I think if you change the time period and place and replace "Asian" with whatever cultural group makes up the majority of immigrants in that situation, you get a similar outcome:
1. First generation deals with incredibly strong prejudice, sometimes clear and overt but sometimes disguised as "they're not trying hard enough to assimilate" or "they're stealing our jobs". But they've come from a situation of poverty or extremely limited opportunity, so they work like crazy and push their children to take advantage of the new country's opportunity (in practice, this usually means education). In Canada right now, this would be mostly folks from the Middle East and sub-Saharan Africa and China.
2. Second generation often feels pressured when they compare themselves to native-born peers, but often kick ass in school and build interesting hybrid friendship groups and identities. They face prejudice, but it's lowered because they have no "foreign" accent and they understand the new country's social norms. This is my generation, and in Canada right now I guess would be mostly people with ethnic roots in the subcontinent or Caribbean, descendants of the Vietnamese boat people, etc.

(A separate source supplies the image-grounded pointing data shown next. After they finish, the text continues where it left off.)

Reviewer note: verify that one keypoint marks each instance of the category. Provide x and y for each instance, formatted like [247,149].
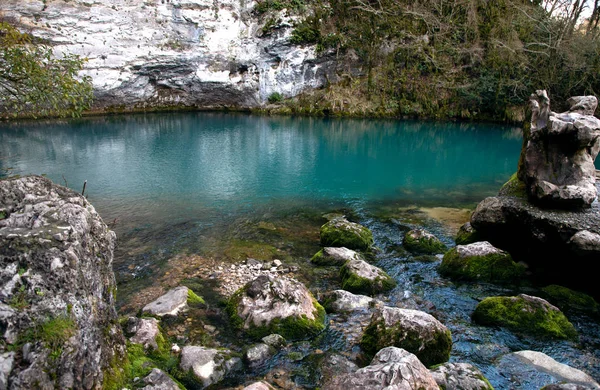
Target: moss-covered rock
[415,331]
[420,241]
[340,232]
[466,235]
[358,276]
[567,299]
[280,305]
[480,261]
[525,313]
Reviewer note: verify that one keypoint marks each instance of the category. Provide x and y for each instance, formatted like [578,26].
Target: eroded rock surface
[56,277]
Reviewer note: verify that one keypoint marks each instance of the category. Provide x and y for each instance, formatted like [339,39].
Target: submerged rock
[391,368]
[530,368]
[480,261]
[276,305]
[557,160]
[421,241]
[358,276]
[171,303]
[416,331]
[524,313]
[339,232]
[56,274]
[335,256]
[460,376]
[208,366]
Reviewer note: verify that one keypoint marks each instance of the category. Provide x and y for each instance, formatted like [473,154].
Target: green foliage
[34,82]
[519,314]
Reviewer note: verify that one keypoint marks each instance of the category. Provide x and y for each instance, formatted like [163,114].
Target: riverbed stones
[208,366]
[480,261]
[159,380]
[56,258]
[172,303]
[557,160]
[391,368]
[416,331]
[335,256]
[531,368]
[280,305]
[339,232]
[460,376]
[526,314]
[358,276]
[421,241]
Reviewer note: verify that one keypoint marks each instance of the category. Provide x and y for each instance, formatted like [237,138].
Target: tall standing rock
[57,288]
[557,159]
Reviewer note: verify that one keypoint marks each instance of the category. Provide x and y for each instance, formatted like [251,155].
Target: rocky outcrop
[391,368]
[557,160]
[180,52]
[276,305]
[480,261]
[57,289]
[421,241]
[460,376]
[339,232]
[525,313]
[358,276]
[417,332]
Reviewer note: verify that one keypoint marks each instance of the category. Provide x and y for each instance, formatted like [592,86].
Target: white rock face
[145,53]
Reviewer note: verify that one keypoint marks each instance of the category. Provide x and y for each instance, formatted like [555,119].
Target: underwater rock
[340,301]
[480,261]
[56,277]
[391,368]
[171,303]
[557,159]
[145,331]
[416,331]
[358,276]
[421,241]
[335,256]
[280,305]
[208,366]
[159,380]
[339,232]
[525,313]
[531,368]
[460,376]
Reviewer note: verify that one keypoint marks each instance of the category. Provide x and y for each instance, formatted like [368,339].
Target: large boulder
[280,305]
[358,276]
[421,241]
[416,331]
[57,289]
[525,313]
[391,369]
[557,160]
[339,232]
[480,261]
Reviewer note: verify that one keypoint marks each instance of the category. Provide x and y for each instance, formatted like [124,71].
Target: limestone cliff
[58,322]
[165,53]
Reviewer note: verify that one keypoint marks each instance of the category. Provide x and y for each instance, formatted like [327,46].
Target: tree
[34,82]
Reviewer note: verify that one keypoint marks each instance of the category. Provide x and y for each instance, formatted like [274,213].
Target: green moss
[427,245]
[356,284]
[567,299]
[513,187]
[378,336]
[194,299]
[347,234]
[497,267]
[519,314]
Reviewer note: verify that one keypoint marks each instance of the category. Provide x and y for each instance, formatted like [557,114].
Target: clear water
[169,183]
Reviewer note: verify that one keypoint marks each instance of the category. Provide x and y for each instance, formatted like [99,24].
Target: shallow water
[196,182]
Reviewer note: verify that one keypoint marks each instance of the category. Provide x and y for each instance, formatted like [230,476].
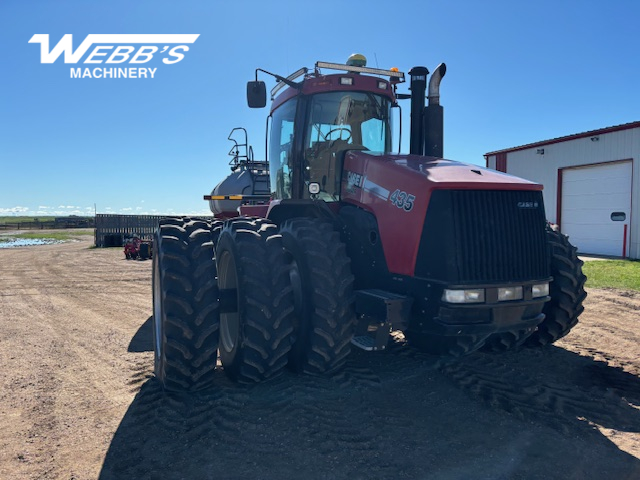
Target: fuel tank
[242,181]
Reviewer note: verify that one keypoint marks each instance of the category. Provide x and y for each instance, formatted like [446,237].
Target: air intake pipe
[433,117]
[418,88]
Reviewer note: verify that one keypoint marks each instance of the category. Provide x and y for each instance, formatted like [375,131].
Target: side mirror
[256,94]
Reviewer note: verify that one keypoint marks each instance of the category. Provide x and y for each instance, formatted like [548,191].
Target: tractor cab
[316,121]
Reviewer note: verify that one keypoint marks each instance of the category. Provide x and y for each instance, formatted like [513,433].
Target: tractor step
[378,313]
[364,342]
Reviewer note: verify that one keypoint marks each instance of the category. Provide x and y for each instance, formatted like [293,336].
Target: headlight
[463,296]
[540,290]
[510,293]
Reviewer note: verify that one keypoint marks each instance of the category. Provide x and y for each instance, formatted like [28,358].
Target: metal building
[591,185]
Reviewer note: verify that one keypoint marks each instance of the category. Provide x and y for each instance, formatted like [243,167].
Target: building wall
[612,146]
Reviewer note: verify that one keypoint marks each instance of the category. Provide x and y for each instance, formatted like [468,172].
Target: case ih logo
[116,49]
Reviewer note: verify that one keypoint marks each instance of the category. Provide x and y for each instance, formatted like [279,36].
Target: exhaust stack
[433,118]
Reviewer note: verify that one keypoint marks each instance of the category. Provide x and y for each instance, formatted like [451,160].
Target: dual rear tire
[264,299]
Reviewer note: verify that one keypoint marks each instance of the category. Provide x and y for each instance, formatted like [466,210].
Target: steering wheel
[339,129]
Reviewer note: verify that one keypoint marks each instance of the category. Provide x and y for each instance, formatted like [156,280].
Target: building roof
[591,133]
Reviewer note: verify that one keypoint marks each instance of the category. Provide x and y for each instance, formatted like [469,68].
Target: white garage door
[596,207]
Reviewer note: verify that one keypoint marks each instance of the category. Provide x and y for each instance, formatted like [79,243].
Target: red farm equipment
[333,241]
[137,249]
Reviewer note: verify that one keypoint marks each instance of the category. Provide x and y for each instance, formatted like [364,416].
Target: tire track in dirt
[503,382]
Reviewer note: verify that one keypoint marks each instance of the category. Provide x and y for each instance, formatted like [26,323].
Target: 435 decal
[402,200]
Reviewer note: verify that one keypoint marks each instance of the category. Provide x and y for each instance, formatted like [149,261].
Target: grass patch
[22,219]
[624,274]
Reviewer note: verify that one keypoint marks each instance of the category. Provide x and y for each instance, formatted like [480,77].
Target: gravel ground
[79,401]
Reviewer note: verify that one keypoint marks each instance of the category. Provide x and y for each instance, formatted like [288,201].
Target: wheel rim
[296,286]
[229,322]
[157,307]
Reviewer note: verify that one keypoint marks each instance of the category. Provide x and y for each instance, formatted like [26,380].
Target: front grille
[483,236]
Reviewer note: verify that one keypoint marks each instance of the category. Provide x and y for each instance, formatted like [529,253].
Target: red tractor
[334,241]
[137,249]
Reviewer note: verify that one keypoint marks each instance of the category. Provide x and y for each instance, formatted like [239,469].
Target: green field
[12,219]
[624,274]
[61,235]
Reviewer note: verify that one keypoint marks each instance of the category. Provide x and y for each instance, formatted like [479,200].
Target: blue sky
[517,72]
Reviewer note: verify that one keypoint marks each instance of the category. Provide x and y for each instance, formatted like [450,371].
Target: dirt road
[78,399]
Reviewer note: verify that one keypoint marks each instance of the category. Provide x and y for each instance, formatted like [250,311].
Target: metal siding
[613,146]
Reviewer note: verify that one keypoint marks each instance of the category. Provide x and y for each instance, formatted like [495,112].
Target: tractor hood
[430,173]
[399,189]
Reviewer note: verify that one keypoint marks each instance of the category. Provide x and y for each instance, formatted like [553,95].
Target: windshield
[341,121]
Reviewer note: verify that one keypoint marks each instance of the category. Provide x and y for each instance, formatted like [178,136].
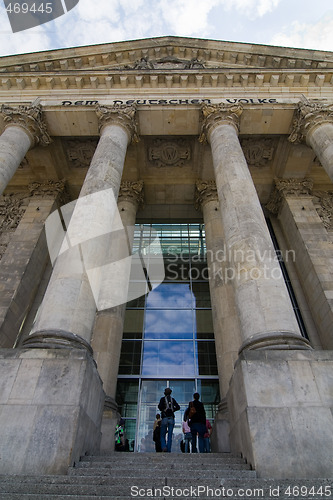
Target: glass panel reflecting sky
[170,296]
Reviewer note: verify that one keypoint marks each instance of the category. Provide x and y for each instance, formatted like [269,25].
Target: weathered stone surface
[50,410]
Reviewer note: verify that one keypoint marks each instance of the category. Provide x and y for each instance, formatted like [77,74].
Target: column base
[220,440]
[281,340]
[56,339]
[281,420]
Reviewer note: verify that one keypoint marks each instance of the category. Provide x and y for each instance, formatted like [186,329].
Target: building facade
[210,162]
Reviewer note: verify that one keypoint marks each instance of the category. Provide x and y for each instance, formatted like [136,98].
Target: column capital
[30,119]
[215,114]
[288,187]
[309,114]
[119,114]
[205,191]
[131,191]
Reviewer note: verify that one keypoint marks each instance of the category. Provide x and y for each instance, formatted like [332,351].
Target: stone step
[140,457]
[160,465]
[176,473]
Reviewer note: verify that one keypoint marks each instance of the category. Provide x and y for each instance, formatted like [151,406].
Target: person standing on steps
[167,406]
[197,422]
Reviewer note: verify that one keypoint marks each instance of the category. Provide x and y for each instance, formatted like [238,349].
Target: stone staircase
[160,475]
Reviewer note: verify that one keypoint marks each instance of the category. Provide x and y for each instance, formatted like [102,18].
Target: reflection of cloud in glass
[169,324]
[170,296]
[167,358]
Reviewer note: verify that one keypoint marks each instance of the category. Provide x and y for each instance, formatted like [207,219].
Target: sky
[288,23]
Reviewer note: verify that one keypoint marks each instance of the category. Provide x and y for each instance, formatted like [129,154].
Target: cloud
[187,17]
[317,36]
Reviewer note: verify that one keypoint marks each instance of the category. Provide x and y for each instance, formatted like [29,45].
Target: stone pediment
[168,54]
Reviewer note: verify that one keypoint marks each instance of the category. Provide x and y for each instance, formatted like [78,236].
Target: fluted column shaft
[67,313]
[24,128]
[265,312]
[109,323]
[314,122]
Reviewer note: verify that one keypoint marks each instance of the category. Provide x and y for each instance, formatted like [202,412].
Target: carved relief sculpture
[29,118]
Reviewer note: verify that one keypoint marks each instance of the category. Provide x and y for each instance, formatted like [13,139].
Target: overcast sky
[290,23]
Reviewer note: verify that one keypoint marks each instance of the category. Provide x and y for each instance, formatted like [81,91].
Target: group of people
[195,424]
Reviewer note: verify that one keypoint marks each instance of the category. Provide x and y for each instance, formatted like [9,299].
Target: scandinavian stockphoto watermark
[87,238]
[25,14]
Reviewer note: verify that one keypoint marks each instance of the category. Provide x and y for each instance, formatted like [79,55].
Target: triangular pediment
[168,54]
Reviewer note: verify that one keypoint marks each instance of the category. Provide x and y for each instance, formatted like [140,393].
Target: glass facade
[168,335]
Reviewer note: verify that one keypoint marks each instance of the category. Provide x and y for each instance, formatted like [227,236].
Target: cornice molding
[92,79]
[214,53]
[215,114]
[205,191]
[30,119]
[323,201]
[118,114]
[309,114]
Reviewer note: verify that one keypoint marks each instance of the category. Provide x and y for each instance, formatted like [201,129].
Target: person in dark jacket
[197,423]
[167,406]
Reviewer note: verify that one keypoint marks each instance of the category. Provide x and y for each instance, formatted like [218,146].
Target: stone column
[109,323]
[24,129]
[314,122]
[266,316]
[67,313]
[225,319]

3. Third generations are fairly thorough assimilated to the new culture. They hang on tight to (often mostly symbolic) aspects of their grandparents' culture (food, festivals, folkdance!), but often don't speak the language. By this point the host society has pretty well gotten used to them, so most remaining prejudice comes from people most of us would uncontroversially describe as "racist assholes". In Canada: Italians, Greeks, Poles, early-arriving brown folks (because Canada's immigration policies became much less racist around 1960).
4. Fourth and subsequent generations are assimilated. In Canada, this is made easier by the fact that most of those folks are phenotypically "white", but even that description comes in part from changing ideas of who's inside whiteness. See the book "How the Irish Became White". In Canada: eastern European Jews, Germans, Irish, Ukrainians. At this point, people end up distributed across the spectrum wrt success, based almost entirely on skills, ability, effort, etc... as a Black friend of mine says, "if you're white and your people have been here for six generations, and you're not rich, somebody's fucked up."
I realize I'm replacing ethnic stereotyping with generational and historical stereotyping or simplification here, but I still think something like this holds pretty well. The process seems remarkably clear in Australia, where the country's need for (and unfamiliarity with) immigrants in past generations has led to really overt government efforts to introduce old-school to new "exotic" foreigners, which started with... the Finns!